We did that. We shut her out. It was accessible the week before, and then it wasn’t, in an ongoing global pandemic.
I told her frankly that I would do everything I could to escalate this, but her voice would go further than mine. I saw that she put in a passionate plea in the library’s email ticket system, and saw that it had gone to the director, and hoped.
I didn’t just do that. I told her story to anyone I could get to listen, at the branch level, in admin. I told my mentor and cried with her. I reached out to the team in charge of handling overhauling our system’s lagging diversity, equity, and inclusion policies. I hoped my story, her story, together, would get a tiny concession of one hour a week of vulnerable patron time.
Her ticket closed without an official response, and I thought perhaps they’d given her a phone call. A little while later, the public services director came to “answer questions we had about moving forward.” I brought up the patron and a request for vulnerable patron hours, and she turned sharply to me and cut me off. “We can’t make everyone happy.”
And that was it. That was the policy. I spoke furiously to a supervisor afterwards, who was used to getting my fire about access issues. She said, “Well, they can use curbside. Pick out books at home and mom can come pick them up. It’s a reasonable accommodation.”

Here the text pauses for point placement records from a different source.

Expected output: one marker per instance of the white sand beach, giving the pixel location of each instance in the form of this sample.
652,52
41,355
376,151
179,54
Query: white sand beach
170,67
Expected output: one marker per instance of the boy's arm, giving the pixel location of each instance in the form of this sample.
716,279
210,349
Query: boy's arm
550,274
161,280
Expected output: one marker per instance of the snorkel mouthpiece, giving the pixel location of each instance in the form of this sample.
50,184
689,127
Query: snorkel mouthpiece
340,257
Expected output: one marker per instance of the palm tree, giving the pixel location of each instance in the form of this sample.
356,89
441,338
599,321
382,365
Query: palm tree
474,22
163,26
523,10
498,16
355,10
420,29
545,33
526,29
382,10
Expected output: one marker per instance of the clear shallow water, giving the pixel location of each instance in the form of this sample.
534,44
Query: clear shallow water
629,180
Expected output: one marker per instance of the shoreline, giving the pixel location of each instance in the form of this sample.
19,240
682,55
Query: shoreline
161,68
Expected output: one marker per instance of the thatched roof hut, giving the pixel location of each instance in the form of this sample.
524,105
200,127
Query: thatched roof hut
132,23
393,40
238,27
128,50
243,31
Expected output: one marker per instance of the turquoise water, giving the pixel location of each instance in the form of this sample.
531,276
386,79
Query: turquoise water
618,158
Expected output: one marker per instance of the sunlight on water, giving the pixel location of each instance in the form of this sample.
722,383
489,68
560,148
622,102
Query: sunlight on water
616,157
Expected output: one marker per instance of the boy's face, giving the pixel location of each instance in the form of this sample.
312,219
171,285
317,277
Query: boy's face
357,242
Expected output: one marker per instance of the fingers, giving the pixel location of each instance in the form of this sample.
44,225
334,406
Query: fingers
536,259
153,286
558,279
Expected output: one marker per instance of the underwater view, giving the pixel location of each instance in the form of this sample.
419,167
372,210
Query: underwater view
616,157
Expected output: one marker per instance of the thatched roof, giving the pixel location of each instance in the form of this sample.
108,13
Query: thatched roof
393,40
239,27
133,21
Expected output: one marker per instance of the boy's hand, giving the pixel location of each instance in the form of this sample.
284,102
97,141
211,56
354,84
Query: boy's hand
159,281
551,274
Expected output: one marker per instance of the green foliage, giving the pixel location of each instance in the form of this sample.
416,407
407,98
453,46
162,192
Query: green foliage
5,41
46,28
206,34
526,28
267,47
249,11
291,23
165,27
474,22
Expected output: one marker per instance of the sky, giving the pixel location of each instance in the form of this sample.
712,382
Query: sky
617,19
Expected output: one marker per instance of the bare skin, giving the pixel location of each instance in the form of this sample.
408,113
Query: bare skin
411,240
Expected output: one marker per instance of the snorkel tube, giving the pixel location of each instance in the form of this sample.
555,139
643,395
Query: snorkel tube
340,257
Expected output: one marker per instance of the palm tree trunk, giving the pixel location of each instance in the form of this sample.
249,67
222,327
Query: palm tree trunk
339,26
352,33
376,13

But what the library doesn’t get that Disney intrinsically did is it’s not about satisfying legal expectations. It’s about treating disabled people like humans who deserve the same basic experience their nondisabled family members can expect to enjoy. Part of the librarygoing experience is lingering in the stacks, perusing our own books. Something that gave a little girl undergoing cancer treatments in the middle of a pandemic a lot of joy, that we could easily supply.
But we chose not to. It’s actually not even about the basic enjoyment, it’s about getting the same opportunity that a nondisabled person has to look through books.
I gave kind of a jokey presentation for the DEI group about basic access issues in the library, because a lot of nondisabled people don’t wrap their heads around why certain guidelines are the way they are.
Here I am, showing off why we have lower desks in our libraries and should use them if possible instead of the standing ones. I am also the sickest I have ever been in this photo. I had a second case of COVID (contracted at work), and I gained heart problems, crushing fatigue, fainting, and cognitive difficulties that prevent, among other things, reading.
And I told my coworkers plainly: that was the desk where a mother cried to me that we kept her daughter out. If we are serious that libraries are for everyone, we need to consider access not a legal requirement to fulfill, but an essential part of our mandate. Bake it into our foundation. I’d seen the effects of what that was like, when people with medical problems were given the same opportunity for joy (the foundation of what Disney is meant to sell) as everyone else. If equal access is what the library is about, it needs to mean it.
I left my job at the library some months later to go first on medical leave, then try to get disability. It has not gone well. In considering returning to libraries in a lower capacity, I have had to grapple with this friction between who I am and what I need and the reality of library work today. The fact that I’ve written this probably won’t help in our new anti-DEI environment. I can’t bring myself to care.
Are libraries actually for everyone?